Она открыла глаза и ответила:

– В Терезине.

Больше я у нее ничего не спрашивала.

На следующее утро, когда я проснулась, моей соседки уже не было. Пришли солдаты и повели нас в столовую в другой части барака. Мы сели на длинные узкие скамьи вдоль столов, тянувшиеся от одного конца помещения до другого. Съели немного хлеба с маслом и попили чаю, затем вышли на улицу. Летнее солнце не могло прогреть наши кости, и мы, дрожа от холода, растирали ладони и водили ими вверх-вниз от бедер до колен. Когда мы пошли обедать, вновь появилась женщина, которая спала на кровати рядом с моей, и села около меня.

– Меню всегда одно и то же, – улыбнулась она. – На завтрак хлеб с маслом и чай. На обед хлеб и суп из чечевицы. А на ужин снова хлеб и суп из чечевицы.

Я кивнула. Я слышала женщин, окружавших нас. Каждая рассказывала о своей жизни – о муже, детях, внуках. Старуха, сидевшая напротив, которую, как я узнала позже, звали Йоганна Брох, говорила о своем сыне Германе. Старуха рядом с ней, Миа Краус, вместе с которой мы ехали из Вены, рассказывала о внуках. Женщина рядом со мной заметила, что я слышу чужие беседы и пытаюсь не обращать на них внимания.

– Так они отгораживаются от того, что есть здесь и сейчас. Рассказывают о том, что было когда-то там, – пояснила она. Потом спросила: – Ты здесь со всей семьей?

– С сестрами, – ответила я, взглядом указывая направо, где сидели Паулина, Марие и Роза. – А ты?

Оказалось, у нее есть дочери, сама она разведена. Счастлива, что хотя бы дочери благодаря отцовской крови живут в безопасности в Праге. Я вспомнила свою сестру Анну, которая сразу после свадьбы уехала в Америку; вспомнила и братьев, Зигмунда и Александра.

Она продолжала:

– Нас три сестры – Эли, Вали и я. Мы все здесь. У нас был и брат. Франц. – Потом мы замолчали. Я медленно хлебала суп из чечевицы. Она положила ложку в опустевшую миску и сказала: – Всегда ем быстро. Приходится. Я помогаю в бараках, где разместили детей из сиротских приютов Праги и Вены. Сейчас иду к ним. – Она поднялась. Положила руку мне на плечо. – Меня зовут Отла. Отла Кафка.

– Я – Адольфина, – в ответ назвала себя я.

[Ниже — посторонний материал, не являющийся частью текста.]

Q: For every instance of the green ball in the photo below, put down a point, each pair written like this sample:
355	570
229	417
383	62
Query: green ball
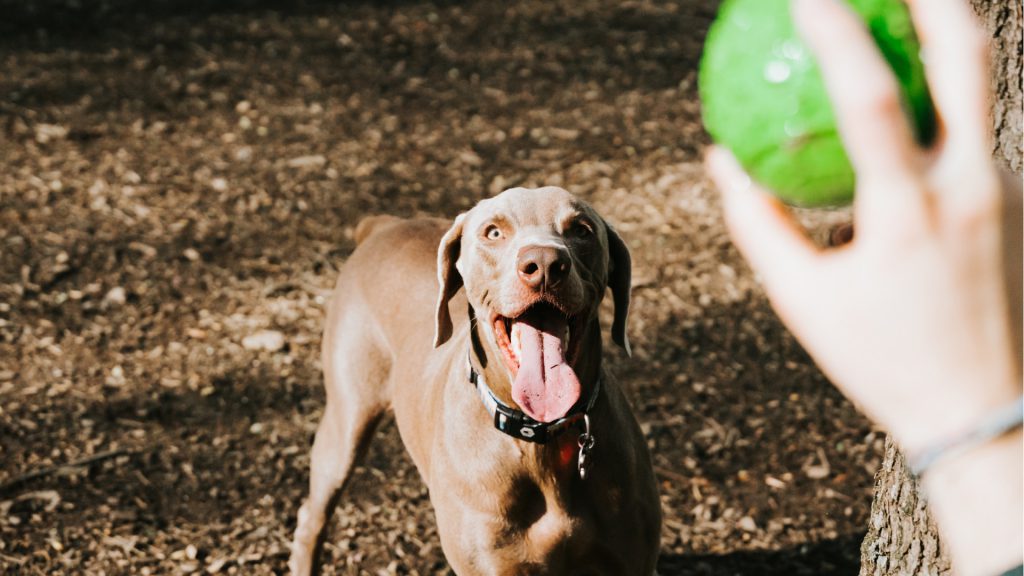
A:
763	96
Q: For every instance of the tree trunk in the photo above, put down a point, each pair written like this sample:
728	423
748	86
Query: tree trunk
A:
901	536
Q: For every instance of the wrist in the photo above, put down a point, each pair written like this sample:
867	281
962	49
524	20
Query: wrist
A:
952	412
976	498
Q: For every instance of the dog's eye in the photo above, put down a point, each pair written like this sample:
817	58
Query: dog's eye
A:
493	233
582	229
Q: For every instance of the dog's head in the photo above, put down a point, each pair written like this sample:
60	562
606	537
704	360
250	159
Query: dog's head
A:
535	263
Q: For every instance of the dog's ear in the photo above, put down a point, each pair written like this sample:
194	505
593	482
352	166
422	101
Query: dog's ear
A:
620	280
449	279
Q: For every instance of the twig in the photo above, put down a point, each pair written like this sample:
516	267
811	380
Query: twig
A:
671	475
27	477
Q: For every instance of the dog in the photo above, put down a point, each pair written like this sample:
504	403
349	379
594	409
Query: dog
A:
483	337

Она стиснула мое плечо, улыбнулась, затем убрала руку, повернулась и вышла.

Вечером Отла опять была в столовой. Я не спеша жевала чечевицу. Отла спросила меня:

– Уже привыкла здесь?

Я не могла ей ответить. Сказала: для того, чтобы привыкнуть, нужно знать, что это такое – «здесь», а я не знала.

Отла объяснила:

– Это лагерь. До зимы здесь был городок, потом они выселили местных и привезли нас. Те, кто моложе шестидесяти, работают по двенадцать часов в сутки. Строят бараки для новой партии людей – их скоро привезут, – или трудятся на огородах, чтобы у нас была пища. После работы те, кто еще не падает от усталости, могут заниматься тем, чем занимались до того, как попали сюда. Здесь есть музыканты и художники, актеры и балерины, писатели и скульпторы. Днем они месят, таскают песок, прибивают доски или копают землю. А вечером репетируют концерты или балетные выступления. Или сочиняют музыку, рисуют, пишут… Тебе стоит сходить на какой-нибудь концерт или спектакль.

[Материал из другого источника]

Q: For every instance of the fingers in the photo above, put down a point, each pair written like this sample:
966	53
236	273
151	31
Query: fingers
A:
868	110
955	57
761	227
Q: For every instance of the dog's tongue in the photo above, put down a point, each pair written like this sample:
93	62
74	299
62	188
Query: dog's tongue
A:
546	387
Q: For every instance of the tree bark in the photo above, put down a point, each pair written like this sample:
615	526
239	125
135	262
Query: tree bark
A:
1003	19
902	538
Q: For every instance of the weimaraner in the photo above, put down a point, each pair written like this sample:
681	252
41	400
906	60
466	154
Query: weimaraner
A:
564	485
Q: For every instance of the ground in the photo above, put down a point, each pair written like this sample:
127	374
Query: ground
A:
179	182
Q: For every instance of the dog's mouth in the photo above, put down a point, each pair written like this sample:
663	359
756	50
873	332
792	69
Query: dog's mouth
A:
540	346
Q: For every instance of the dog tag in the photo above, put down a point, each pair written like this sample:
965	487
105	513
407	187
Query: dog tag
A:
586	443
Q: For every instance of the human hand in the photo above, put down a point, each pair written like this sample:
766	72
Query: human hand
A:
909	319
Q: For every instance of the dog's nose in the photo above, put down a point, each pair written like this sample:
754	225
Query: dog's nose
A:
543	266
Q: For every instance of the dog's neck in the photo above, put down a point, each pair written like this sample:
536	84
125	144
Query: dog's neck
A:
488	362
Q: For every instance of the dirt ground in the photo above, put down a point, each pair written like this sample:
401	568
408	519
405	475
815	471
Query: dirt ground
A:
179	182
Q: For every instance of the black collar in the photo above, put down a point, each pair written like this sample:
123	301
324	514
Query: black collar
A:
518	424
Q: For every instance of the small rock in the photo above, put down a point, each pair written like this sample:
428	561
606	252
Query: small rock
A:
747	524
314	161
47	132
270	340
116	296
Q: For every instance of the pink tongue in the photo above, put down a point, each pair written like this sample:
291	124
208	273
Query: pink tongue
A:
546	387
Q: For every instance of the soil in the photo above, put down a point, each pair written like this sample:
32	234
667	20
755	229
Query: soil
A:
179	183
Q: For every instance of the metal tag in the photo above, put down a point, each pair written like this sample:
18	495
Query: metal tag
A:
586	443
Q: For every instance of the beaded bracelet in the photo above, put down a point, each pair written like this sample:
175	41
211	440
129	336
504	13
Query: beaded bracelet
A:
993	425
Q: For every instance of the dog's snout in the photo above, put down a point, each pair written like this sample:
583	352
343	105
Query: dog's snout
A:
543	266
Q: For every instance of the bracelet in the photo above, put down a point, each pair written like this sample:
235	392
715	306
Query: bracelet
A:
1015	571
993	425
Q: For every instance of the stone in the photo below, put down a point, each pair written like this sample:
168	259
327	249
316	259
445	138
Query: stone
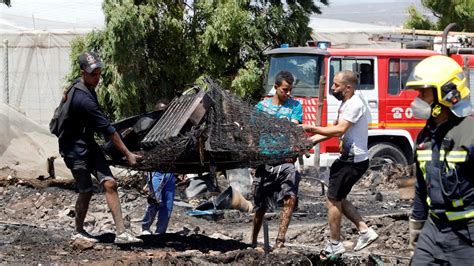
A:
81	244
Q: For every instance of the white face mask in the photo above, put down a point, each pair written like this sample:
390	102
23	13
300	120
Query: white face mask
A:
421	109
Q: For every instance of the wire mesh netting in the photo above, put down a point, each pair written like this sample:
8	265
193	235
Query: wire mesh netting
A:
215	127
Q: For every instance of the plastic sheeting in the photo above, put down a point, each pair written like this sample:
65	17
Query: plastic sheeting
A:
38	62
25	147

– Давно не была ни на концерте, ни на спектакле. – Я отломила кусок хлеба, положила его в рот и стала жевать.

– Здесь нужно иметь какое-то дело. Меня поселили в этом бараке, чтобы я присматривала за пожилыми женщинами на случай, если им вечером станет плохо, а днем помогаю с детьми. Еще с несколькими женщинами мы учим малышей читать, писать, а тем, кто постарше, преподаем основы математики, географии и истории. Вместе с детьми убираем бараки, готовим еду. Самое лучшее – это чем-нибудь здесь заняться.